尸咒 - 尸咒复苏,全村陷入七日必死的血色循环。 - 农学电影网

尸咒

尸咒复苏,全村陷入七日必死的血色循环。

影片内容

老槐村的怪事是从王老三暴毙开始的。他尸体僵在棺材里三天,下葬时却突然坐起,青白手指直直指向村东头的枯井。七天内,参与抬棺的三个后生相继暴毙,死状可怖——眼珠浑浊如蒙尘玻璃,嘴角却诡异地向上弯着,像在笑。 我是跟着省台纪录片组来的。起初以为是封建迷信闹剧,直到在村长家祠堂的暗格里,摸到那本用油布裹着的《秽土录》。残破纸页上是褪色的朱砂符咒,夹着几缕灰白头发。村里最老的赵阿婆颤巍巍说,这是“尸咒”:百年前有个外乡术士被村民活埋,死前咬破手指在井壁画符,咒诅“凡饮此井水者,身死魂不散,七日必拉三人陪葬”。如今枯井渗出的水,竟又甜丝丝的。 我们决定封井。可第四天,村里唯一的接生婆陈婶死了。她蜷在自家磨盘边,手里还攥着没给新生儿剪完的脐带剪刀,脸上是和王老三一模一样的笑。恐慌像瘟疫蔓延。有人半夜听见枯井方向传来指甲刮擦石壁的声音,有人看见死者的影子在月光下自己爬动。 第五天,纪录片组的摄像小张失踪了。
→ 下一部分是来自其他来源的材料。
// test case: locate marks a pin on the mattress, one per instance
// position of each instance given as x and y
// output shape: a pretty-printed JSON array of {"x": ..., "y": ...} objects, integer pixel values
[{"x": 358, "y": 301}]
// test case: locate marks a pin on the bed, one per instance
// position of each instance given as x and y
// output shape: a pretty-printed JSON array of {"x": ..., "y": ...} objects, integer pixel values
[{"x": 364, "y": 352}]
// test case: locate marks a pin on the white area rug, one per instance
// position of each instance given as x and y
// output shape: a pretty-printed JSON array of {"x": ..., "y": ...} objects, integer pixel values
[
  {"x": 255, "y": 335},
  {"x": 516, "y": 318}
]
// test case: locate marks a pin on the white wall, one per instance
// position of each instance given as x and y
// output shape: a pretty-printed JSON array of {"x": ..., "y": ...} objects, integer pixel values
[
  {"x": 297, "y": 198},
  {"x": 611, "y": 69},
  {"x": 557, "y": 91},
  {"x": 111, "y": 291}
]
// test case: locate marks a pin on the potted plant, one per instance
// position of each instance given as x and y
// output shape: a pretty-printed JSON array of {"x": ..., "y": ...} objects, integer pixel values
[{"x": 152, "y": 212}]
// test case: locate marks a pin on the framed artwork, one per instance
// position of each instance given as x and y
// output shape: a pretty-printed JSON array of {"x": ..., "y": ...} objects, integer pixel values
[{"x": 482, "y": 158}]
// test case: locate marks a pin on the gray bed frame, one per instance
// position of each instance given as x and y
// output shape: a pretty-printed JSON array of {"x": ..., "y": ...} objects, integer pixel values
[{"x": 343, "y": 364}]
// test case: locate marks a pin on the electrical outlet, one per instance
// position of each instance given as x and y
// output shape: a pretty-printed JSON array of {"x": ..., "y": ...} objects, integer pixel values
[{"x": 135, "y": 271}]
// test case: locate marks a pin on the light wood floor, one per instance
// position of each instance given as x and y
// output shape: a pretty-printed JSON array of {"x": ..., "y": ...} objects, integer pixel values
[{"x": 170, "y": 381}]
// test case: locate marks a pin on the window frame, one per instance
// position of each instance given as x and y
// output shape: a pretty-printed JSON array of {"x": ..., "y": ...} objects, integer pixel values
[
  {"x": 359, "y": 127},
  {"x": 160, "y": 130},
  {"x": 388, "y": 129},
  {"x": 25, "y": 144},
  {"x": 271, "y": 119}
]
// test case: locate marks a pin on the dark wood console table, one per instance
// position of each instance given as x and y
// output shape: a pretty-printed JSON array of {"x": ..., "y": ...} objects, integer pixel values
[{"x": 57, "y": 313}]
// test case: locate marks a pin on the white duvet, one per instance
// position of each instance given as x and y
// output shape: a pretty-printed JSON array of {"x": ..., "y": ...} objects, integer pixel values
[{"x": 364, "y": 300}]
我们在枯井边找到他的机器,镜头最后拍到的,是井口倒映出的——他本人正站在我们身后,脖子以不可能的角度扭着,嘴角咧到耳根。我猛然想起《秽土录》末页的小字:“咒成于怨,解于诚。血亲一命,可代三命。” 赵阿婆的孙子前年车祸死了。她枯坐一夜,第二天清晨默默走向枯井。我们追出去时,只看见井沿上搭着一只苍老的手,很快沉入黑暗。井水瞬间变得腥臭,再没了甜味。 后来我们封了井,烧了《秽土录》。但每年清明,枯井周围总会莫名开出惨白的花,花瓣落地即腐。村里人说,赵阿婆替孙子偿了怨,可那术士的咒,终究留下了根。有些东西一旦醒来,就再不会真正睡去。我们离开时回头看了一眼,老槐树的影子在夕阳里,像极了一只从地底探出的、青灰色的手。